Co-Op Food Store opening, Upper High St, Epsom Picture shows:
News

Best social purpose campaign

Fighting retail crime in the UK
Co-op Group

The Co-op is the UK’s fifth largest food retailer, with 2,400 stores. Every day in 2023 around 1,000 criminal incidents are recorded across its estate, up 44 per cent in 12 months, including three or four physical assaults on colleagues.

It is not surprising that that Co-op claims the UK is experiencing a retail crime epidemic where criminals have ‘freedom to loot’.

But this criminal explosion is largely being ignored by the police. Indeed, police forces fail to respond to around 71 per cent of all retail crimes. For example, one Co-op branch in Liverpool suffered 1,000 incidents in a year – but received just one visit from the police.

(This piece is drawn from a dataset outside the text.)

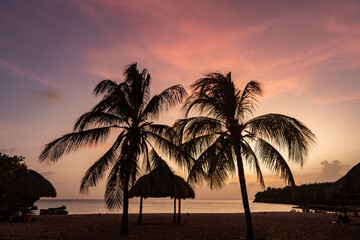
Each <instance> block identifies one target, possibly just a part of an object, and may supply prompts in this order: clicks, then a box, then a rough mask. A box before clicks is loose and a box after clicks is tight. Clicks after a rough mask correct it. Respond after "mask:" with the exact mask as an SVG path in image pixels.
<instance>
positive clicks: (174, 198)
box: [173, 197, 176, 223]
mask: <svg viewBox="0 0 360 240" xmlns="http://www.w3.org/2000/svg"><path fill="white" fill-rule="evenodd" d="M173 223H176V198H175V197H174V216H173Z"/></svg>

Some stores report that it is the same individuals who are responsible for the majority of incidents.

This led the Co-op to launch a campaign to both raise awareness of this issue – which puts many retail workers at risk – and improve response rates.

There were risks attached to such an approach. The Co-op was the first retailer to speak out publicly about retail crime, which, it was aware, could alienate both the police and Government.

Its three-pronged approach kicked off in July 2023 with a report that revealed the Co-op had suffered 336,270 incidents of theft, abuse and attacks on its staff over the previous year. It also claimed that its security guards were forced to release two in every five offenders they managed to detain because the police had failed to show up.

The report generated extensive media coverage, including interviews with Co-op spokespeople on Good Morning Britain, BBC Breakfast, BBC Radio 5 Live, BBC Radio 4 Today programme and lunchtime and evening news bulletins.

Print media followed, including an interview with Co-op Food’s chief executive Matt Hood in the Daily Telegraph, in which he explained that the rampant looting was not due to the cost-of-living crisis, as some had claimed, but to organised crime. For example, there was evidence that baby formula was being stolen to cut drugs. To date, the Co-op’s campaign has generated more than 4,500 articles.

Hood also called on MPs to support an amendment to the Criminal Justice Bill, then going through Parliament, which would make attacks on shop workers a crime, thereby forcing police to attend all incidents.

The campaign forced an immediate response, with chief constables pledging more resources to tackle shoplifting. And in October 2023, the Retail Crime Action Plan was announced. It offered clear guidance on how retailers should submit CCTV evidence, while also promising to prioritise police attendance at incidents where violence had occurred, where serial offenders had been detained or where evidence needed to be promptly secured.

The second phase, which launched in November 2023, used Respect for Shopworkers Week as a hook to call on the police, crime commissioners and the policing minister to make changes.

And in February 2024, the Co-op published a report Stealing with Impunity, written by Dr Emmeline Taylor, professor of criminology at City, University of London, that set out a ten-point plan to turn the tide on prolific offenders and retail crime.

These included a commitment from police and crime commissioners to develop a strategy to tackle retail crime, a campaign to target the stolen goods market, presumption against custodial sentences of less than six months, and the introduction of a standalone offence for the Protection of Retail Workers.

The Co-op also called for MPs to back an amendment to the Criminal Justice Bill to make it a standalone offence to abuse a shop worker, while providing templates for 50,000 employees and five million members to send letters to local MPs.

Two months after its report’s publication, the Government announced plans to make assaulting a retail worker a standalone criminal offence, with prison sentences of up to six months, unlimited fines and bans on the perpetrator returning to the shop in which they committed their crimes. Breaching such an order is now a criminal offence carrying a five-year maximum sentence.